INDUSTRIAL APPLICABILITY According to the present invention, epidermal growth factor (EGF: epidermal growth factor), which has been isolated and purified from living tissue, is a growth factor that acts at S phase in the cell cycle and promotes DNA synthesis.
owthfactor) and hepatocyte growt (HGF)
57 kilodalton which has a DNA synthesis promoting action similar to that of growth factors such as h factor) and has a DNA synthesis promoting effect even in a serum-free medium in a hepatocyte culture system and further has a cell survival maintaining effect. It is possible to provide a hepatoprotective agent for the improvement and prevention of liver dysfunction and the like by including the glycoprotein of No. 1 in foods and medicines, and foods and medicines suitable for the regeneration of hepatocytes, liver tissues and organs.
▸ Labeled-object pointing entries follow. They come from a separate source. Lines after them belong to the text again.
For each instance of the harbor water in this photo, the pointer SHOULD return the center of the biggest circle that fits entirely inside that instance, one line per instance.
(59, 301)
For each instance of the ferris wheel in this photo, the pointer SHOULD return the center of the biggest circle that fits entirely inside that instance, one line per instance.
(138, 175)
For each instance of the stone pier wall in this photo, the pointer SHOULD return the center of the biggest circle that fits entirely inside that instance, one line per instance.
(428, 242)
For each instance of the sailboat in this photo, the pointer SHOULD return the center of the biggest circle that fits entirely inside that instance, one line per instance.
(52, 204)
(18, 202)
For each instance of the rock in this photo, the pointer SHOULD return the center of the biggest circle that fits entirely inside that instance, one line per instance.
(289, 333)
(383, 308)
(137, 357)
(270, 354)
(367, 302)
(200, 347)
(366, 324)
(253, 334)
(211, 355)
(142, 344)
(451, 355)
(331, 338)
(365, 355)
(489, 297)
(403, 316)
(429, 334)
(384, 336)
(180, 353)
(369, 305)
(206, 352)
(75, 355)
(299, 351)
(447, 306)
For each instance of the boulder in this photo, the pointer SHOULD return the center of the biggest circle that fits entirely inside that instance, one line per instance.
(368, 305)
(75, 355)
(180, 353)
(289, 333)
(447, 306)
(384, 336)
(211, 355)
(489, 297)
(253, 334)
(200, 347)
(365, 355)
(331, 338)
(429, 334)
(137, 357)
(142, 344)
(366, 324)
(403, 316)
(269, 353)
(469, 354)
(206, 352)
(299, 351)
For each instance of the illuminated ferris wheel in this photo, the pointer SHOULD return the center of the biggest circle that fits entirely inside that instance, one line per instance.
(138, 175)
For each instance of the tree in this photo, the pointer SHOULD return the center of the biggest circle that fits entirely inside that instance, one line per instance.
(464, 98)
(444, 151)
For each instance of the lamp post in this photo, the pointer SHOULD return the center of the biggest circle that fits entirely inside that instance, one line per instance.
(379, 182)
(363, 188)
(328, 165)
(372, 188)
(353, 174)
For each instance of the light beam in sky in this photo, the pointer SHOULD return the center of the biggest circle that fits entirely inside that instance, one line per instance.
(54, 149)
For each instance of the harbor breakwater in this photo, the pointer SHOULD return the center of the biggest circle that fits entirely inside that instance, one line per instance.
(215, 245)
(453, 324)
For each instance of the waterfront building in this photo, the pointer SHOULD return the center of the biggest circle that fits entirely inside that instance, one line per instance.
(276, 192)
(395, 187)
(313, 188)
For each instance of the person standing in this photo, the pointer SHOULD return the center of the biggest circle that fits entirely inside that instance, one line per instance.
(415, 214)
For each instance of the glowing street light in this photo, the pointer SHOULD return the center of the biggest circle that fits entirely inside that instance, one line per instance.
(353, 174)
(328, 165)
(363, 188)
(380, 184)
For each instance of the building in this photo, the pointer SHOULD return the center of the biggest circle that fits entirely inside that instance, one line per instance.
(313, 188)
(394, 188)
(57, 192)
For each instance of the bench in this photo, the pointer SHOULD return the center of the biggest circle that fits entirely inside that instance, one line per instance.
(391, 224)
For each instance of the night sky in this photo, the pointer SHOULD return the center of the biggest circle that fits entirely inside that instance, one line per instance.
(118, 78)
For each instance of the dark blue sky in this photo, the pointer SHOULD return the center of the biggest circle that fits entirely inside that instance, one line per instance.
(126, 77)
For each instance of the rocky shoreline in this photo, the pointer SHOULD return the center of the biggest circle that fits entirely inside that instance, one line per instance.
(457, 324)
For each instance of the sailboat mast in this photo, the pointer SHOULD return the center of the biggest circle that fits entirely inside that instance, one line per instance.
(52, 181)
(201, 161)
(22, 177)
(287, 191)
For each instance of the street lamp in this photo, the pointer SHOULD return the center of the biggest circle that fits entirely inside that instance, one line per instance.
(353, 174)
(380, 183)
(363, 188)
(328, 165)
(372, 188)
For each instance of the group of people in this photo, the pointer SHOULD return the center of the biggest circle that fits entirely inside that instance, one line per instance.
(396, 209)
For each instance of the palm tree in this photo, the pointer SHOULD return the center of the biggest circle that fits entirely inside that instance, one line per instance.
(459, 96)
I can.

[0028]

[Sequence list]                       SEQUENCE LISTING &#60; 110 &#62; Pola Chemical Industry Co., Ltd. &#60; 120 &#62; DNA synthesis promoter &#60; 130 &#62; P2001085 &#60; 140 &#62; &#60; 141 &#62; 2001-10-04 &#60; 160 &#62; 1 &#60; 170 &#62; PatentIn Ver.2.0

[0029] &#60; 210 &#62; 1 &#60; 211 &#62; 25 &#60; 212 &#62; PRT &#60; 213 &#62; Apis mellifera &#60; 220 &#62; &#60; 221 &#62; UNSURE &#60; 222 &#62; (24) &#60; 223 &#62; Xaa = unknown &#60; 400 &#62; 1 Asn Ile Leu Arg Gly Glu Ser Leu Leu Lys Lys Leu Pro Ile Leu His  1 2 10 10 Glu Met Lys Phe Phe Asp Tyr Xaa Asp              20 25

─────────────────────────────────────────────────── ─── Continuation of front page (51) Int.Cl. ⁷ Identification code FI theme code (reference) C07K 14/435 A61K 37/02 F term (reference) 4B018 LB10 LE01 MD20 MD76 ME02 ME14 MF01 4C084 AA02 BA01 BA07 BA22 CA49 ZA75 ZB22 4C087 BB22 CA16 CA44 ZA75 ZB22 4H045 AA10 AA30 BA18 CA51 EA01 EA27 FA71 GA10 GA22 GA23 HA06

Claims (6)

[Claims] 1. A DNA synthesis promoter comprising royal jelly. 2. The DNA synthesis promoter according to claim 1, wherein the royal jelly contains 9% by weight or more of a protein shown below. 1) Non-denaturing polyacrylamide gel of proteins in royal jelly forms a single band in electrophoretic migration. 2) The molecular weight measured by SDS-polyacrylamide gel electrophoresis under reducing conditions is about 57 kilodaltons. 3) Includes the amino acid sequences of amino acid numbers 1 to 8 in Sequence Formula 1. 3. The DNA synthesis promoter according to claim 1 or 2, wherein the promotion of DNA synthesis is judged by the incorporation of tritium-labeled thymidine into hepatocytes by the 57-kilodalton protein. 4. The D according to claim 1, wherein the promotion of DNA synthesis is the promotion of DNA synthesis in hepatocytes.
NA synthesis promoter. 5. The DN according to any one of claims 1 to 4.
A composition for hepatocyte / liver tissue / liver protection and / or liver organ regeneration, which comprises an A synthesis promoter. 6. The composition according to claim 5, which is a medicine or food.